Return (and optionally display) the root widget.
- apply(image: Image, inplace: bool = False) Image[source]
- apply(image: GridImage, inplace: bool = False) GridImage
Applies the operation to an image, either in-place or on a copy.
- Parameters:
image (Image) – The arr image to apply the operation on.
inplace (bool) – If True, modifies the image in place; otherwise, operates on a copy of the image.
- Returns:
The modified image after applying the operation.
- Return type:
Image
- __del__()
Automatically stop tracemalloc when the object is deleted.
- __getstate__()
Prepare the object for pickling by disposing of any widgets.

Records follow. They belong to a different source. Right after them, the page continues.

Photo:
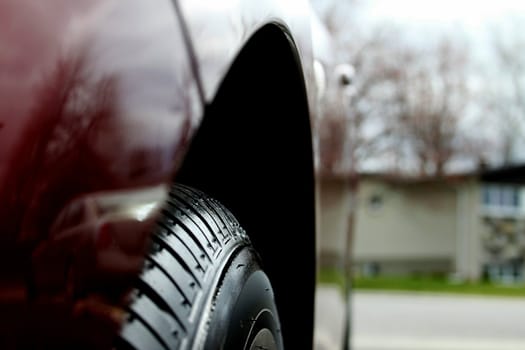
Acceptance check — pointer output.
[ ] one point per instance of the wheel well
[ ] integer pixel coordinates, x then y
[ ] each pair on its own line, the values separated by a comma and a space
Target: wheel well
253, 152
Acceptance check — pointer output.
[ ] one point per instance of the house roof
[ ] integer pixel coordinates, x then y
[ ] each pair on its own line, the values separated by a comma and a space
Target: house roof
514, 174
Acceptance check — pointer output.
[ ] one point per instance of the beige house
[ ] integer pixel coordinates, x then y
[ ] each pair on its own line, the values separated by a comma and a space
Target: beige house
465, 226
417, 226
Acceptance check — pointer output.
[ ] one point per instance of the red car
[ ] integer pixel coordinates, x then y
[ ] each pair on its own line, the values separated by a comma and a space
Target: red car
119, 122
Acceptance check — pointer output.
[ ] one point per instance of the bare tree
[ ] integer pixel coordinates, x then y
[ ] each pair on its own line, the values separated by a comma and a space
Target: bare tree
503, 94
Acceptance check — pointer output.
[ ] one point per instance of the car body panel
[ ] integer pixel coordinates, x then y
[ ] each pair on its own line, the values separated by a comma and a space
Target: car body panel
99, 103
89, 90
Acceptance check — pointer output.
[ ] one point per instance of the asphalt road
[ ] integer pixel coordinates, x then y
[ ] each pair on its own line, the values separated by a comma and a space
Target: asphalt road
398, 321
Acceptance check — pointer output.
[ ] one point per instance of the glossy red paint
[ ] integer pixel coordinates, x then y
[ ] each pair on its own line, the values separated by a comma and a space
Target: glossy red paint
96, 99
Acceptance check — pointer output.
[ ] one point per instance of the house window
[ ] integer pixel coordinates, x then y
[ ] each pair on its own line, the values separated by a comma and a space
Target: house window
375, 201
501, 197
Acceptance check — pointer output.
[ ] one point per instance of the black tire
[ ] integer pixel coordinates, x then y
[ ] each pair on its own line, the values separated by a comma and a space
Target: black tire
202, 286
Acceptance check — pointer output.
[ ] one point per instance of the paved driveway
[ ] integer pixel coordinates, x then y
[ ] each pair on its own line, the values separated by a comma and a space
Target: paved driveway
399, 321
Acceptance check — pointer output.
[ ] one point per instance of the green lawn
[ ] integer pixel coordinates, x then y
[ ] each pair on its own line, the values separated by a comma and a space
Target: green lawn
422, 284
437, 285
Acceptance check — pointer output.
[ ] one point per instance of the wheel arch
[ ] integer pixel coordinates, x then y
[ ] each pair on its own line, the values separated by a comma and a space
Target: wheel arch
253, 152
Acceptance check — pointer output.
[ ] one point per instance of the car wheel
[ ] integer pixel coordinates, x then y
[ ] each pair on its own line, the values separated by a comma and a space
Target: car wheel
202, 286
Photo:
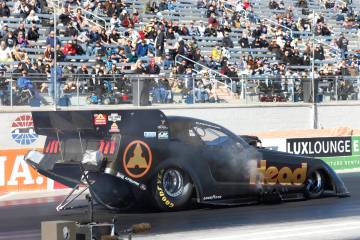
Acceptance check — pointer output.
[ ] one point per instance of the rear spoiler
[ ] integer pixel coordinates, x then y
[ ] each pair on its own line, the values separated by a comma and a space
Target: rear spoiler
97, 122
251, 140
46, 123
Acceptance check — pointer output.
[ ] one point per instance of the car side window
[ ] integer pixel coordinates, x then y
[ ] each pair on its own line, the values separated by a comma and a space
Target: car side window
212, 137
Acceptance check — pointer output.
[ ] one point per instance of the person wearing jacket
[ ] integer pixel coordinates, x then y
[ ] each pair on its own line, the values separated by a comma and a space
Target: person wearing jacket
142, 49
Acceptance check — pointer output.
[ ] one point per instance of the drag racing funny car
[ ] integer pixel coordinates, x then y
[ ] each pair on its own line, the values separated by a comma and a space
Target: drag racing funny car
129, 156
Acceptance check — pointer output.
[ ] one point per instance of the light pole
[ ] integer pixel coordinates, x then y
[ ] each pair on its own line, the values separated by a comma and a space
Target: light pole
55, 6
314, 105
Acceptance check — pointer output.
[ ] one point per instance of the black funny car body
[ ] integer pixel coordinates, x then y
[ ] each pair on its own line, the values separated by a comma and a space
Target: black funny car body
127, 156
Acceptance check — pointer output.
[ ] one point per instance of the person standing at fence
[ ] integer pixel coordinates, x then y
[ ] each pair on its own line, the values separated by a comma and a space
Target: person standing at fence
54, 87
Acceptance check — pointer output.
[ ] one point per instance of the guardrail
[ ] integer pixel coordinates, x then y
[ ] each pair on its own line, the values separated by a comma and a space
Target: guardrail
89, 89
224, 77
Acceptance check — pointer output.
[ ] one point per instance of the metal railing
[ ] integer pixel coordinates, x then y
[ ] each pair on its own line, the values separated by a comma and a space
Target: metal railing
85, 90
92, 18
224, 77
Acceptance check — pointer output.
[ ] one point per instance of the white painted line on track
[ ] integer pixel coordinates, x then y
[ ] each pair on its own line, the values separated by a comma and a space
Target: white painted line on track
334, 228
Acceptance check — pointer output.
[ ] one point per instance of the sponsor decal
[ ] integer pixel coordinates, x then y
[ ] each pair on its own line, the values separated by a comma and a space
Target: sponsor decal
114, 128
107, 147
52, 147
284, 176
22, 130
160, 191
162, 126
99, 119
149, 134
321, 147
17, 175
207, 125
213, 197
137, 159
114, 117
163, 135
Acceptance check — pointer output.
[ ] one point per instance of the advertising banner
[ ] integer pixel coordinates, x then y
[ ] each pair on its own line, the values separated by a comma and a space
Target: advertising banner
17, 175
341, 153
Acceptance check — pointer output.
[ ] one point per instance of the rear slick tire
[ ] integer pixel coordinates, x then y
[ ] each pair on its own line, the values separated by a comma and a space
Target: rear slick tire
315, 185
172, 189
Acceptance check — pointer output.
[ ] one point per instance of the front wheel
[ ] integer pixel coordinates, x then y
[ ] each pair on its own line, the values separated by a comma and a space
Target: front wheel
172, 189
315, 184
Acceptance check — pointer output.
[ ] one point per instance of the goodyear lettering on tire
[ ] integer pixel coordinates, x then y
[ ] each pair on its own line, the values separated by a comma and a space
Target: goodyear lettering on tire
160, 191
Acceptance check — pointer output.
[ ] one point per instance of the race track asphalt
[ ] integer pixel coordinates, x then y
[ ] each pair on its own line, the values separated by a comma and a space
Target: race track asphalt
24, 221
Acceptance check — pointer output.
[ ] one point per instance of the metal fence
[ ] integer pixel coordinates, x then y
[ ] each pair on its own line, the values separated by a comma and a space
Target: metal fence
106, 89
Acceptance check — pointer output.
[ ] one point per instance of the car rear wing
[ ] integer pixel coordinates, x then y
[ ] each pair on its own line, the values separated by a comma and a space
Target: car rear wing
135, 123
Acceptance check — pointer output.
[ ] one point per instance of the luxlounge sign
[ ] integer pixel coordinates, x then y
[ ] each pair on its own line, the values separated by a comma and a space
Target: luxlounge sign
323, 147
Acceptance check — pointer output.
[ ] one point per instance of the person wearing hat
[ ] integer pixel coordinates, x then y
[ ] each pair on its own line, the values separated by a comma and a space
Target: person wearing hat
33, 34
142, 49
4, 10
227, 42
160, 42
69, 48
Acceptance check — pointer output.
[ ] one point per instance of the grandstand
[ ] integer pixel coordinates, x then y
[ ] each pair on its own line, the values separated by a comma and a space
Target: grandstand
178, 51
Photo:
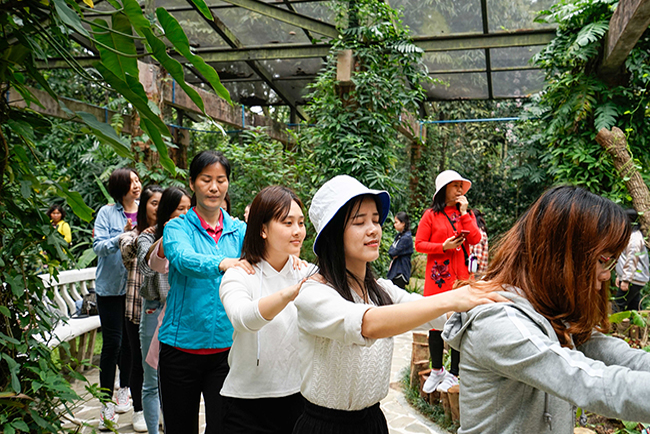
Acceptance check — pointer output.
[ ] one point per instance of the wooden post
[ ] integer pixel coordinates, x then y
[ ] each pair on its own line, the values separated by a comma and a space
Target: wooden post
615, 144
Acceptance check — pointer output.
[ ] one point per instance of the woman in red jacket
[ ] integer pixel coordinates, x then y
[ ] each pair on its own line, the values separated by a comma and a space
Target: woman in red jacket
445, 233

This ensures that UI components (which may contain unpickleable objects like input functions or thread locks) are cleaned up before serialization.
Note
This method modifies the object state by calling dispose_widgets(). Any active widgets will be detached from the object.
- widget(image: Image | None = None, show: bool = False) Widget
Return (and optionally display) the root widget.
- Parameters:
image (Image | None) – Optional image to visualize. If provided, visualization controls will be added to the widget.
show (bool) – Whether to display the widget immediately. Defaults to False.
- Returns:
The root widget.
- Return type:
ipywidgets.Widget
- Raises:
ImportError – If ipywidgets or IPython are not installed.